Monday, 28 December 2020

A new mind...

I have concluded that I must indeed be healing in a major way as of late, and that several things have led to this.  One was my visitation to the Marian shrine, another was likely working with the Lesser Banishing Ritual of the Pentagram, and of course regular use of CBD.  But yet another had to be when I followed bibliomancy, which directed my hand to Philemon in the New Testament, which led to me asking to become a "prisoner of Christ".  What I meant by this request is that He take full command of what happens to me.  (This is not to say, in my case, that I now ignore other gods, only that Jesus be the god that steers the direction of what comes of my life.  I see no reason why many gods can't amount to harmonious spirituality, it works in many paths.  One way of describing my practice could be Christo-Pagan with Dharmic leanings.)

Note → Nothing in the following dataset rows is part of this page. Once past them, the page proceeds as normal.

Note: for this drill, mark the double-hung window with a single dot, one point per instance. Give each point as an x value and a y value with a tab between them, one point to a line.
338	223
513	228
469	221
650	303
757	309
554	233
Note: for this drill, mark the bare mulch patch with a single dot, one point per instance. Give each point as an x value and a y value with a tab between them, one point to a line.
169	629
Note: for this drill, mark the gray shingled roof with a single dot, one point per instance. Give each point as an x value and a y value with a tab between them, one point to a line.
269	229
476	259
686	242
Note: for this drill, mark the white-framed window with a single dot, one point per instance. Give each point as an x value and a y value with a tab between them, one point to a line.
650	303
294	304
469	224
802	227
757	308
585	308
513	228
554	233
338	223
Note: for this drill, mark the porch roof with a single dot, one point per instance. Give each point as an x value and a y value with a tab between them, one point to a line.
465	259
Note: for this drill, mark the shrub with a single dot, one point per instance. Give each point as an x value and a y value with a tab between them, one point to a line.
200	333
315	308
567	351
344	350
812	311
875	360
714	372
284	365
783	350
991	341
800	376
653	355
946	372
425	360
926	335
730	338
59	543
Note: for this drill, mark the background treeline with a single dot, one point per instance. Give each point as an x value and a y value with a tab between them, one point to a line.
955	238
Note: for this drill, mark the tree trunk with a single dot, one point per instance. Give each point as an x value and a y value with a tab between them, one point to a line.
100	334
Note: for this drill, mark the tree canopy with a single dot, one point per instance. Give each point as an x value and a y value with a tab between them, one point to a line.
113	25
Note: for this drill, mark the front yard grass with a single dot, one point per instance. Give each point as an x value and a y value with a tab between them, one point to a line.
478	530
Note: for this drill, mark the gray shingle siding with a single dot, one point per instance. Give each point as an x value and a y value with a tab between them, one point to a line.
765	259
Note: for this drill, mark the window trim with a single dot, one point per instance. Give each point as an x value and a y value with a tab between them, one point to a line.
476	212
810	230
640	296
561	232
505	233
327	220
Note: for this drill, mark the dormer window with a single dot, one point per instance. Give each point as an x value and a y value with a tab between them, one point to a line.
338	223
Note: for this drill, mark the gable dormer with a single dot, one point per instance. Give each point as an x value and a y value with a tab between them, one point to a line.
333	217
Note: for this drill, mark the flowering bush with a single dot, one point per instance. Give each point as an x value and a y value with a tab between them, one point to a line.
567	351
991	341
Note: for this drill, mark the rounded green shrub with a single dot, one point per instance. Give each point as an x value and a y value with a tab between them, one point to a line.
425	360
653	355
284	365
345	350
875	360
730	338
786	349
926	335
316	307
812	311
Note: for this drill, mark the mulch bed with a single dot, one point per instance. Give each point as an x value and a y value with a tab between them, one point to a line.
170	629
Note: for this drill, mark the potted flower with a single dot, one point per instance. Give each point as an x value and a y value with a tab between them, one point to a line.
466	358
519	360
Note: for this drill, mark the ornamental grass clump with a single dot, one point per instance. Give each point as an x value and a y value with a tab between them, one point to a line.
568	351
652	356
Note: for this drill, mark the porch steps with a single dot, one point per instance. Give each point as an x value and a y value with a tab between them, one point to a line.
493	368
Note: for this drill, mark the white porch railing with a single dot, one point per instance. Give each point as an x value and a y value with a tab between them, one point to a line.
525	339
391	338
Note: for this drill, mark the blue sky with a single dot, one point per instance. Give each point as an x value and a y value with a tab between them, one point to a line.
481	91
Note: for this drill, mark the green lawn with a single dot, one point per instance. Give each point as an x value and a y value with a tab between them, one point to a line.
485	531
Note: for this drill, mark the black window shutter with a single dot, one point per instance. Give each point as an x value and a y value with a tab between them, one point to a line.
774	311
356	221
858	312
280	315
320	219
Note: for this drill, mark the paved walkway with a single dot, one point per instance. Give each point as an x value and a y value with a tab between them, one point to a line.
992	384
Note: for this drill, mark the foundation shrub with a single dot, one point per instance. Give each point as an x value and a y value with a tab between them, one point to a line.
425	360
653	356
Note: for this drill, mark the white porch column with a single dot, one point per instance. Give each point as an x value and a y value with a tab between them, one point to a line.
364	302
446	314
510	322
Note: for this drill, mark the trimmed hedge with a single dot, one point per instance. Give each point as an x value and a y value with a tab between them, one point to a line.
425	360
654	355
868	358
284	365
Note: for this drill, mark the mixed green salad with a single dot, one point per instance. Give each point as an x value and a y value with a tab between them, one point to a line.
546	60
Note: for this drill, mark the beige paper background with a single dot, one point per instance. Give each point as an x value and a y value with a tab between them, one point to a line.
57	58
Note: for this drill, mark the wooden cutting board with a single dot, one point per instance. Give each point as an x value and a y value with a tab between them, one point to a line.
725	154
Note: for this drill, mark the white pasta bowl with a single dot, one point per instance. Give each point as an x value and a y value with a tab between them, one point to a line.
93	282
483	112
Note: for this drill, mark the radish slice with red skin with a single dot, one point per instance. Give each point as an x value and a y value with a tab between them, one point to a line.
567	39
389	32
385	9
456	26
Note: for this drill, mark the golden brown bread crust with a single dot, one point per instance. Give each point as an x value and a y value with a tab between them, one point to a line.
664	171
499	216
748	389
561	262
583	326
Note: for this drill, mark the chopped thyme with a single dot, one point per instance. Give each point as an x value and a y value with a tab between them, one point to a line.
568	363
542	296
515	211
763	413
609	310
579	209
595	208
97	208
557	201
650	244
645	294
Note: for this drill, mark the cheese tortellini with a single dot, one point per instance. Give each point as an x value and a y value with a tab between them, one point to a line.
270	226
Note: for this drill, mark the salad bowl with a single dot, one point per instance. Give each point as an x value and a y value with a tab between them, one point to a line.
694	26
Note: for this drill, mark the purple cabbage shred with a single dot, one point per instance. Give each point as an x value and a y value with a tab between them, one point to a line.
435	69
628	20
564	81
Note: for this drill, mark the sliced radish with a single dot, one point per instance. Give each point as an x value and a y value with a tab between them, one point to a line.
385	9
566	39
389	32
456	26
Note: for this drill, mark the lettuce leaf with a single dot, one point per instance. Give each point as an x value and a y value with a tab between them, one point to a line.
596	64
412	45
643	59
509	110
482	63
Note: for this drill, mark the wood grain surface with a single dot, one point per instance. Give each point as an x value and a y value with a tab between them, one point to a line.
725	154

Since that time, weeks ago, sleep has been better, worries less, neurological pain has lessened immensely.  I had also prayed to Metatron for a "new mind".  I had been trying to heal the old mind, and then figured that perhaps I should treat it more like a phoenix, and rise from the ashes of what the old mind became.  There is a state coming over me of ease, calm, and gentleness, one I don't think I have ever felt before.  As mentioned in a previous post, the Solstice was a power day, and I really got that a change was taking hold.  The Jupiter-Saturn conjunction represented the death of the old king, and the birth of the new king's reign, so perhaps in my case that related to the mind.  There were a lot of spirits around me on that day, it was like an otherworldly party.

I wonder if, for some minds that are too far gone not to go off antipsychotics (too far gone in the opinions of certain doctors, anyway), if the idea of growing a new mind could be considered in therapy.  I would argue that some form of spiritual practice would be needed in part to achieve such a thing, but perhaps it's a realistic answer for other, more common types of psychological pain.  Treatment would require surrendering the will to the self, for one thing, however that is done with the patient.  Jung, though not perfect, had powerful ideas, many of which have been expanded upon since his time.  I wish psychology played a bigger role in conventional treatment - the golden age of psychoanalysis, also not perfect, at least spoke of a talking cure.

Speaking of analysis, I haven't had much of that in this year.  I guess I really am getting better, because normally I see my Jungian once every 2 weeks.  Because of the pandemic, I only do phone sessions with him now and again.  It's just not the same as with in person therapy.  We tried Zoom but it was lagging too much for treatment, between our computers.  He thinks I am coping well with the world as it is when we talk.  Honestly, with my inner world being at the core of my thoughts, I don't give what's going on out there as much thought as some do, or at least as much worry.  I keep up with news I need to be aware of, I wear a face mask, I wash my hands and avoid crowds, I will get vaccinated when it's available to the masses, I do what any reasonable person should do with this situation, but I don't feel that being too involved with news media will do my mind much help, with what I am hoping to achieve.  I have gotten some art done, as I have presented on this blog, so the muse has been stirring again a bit, at least.  (God also wants me to obsess a bit less about healing and the soul - I got the message that things will now mostly play out as they need to, as they should.)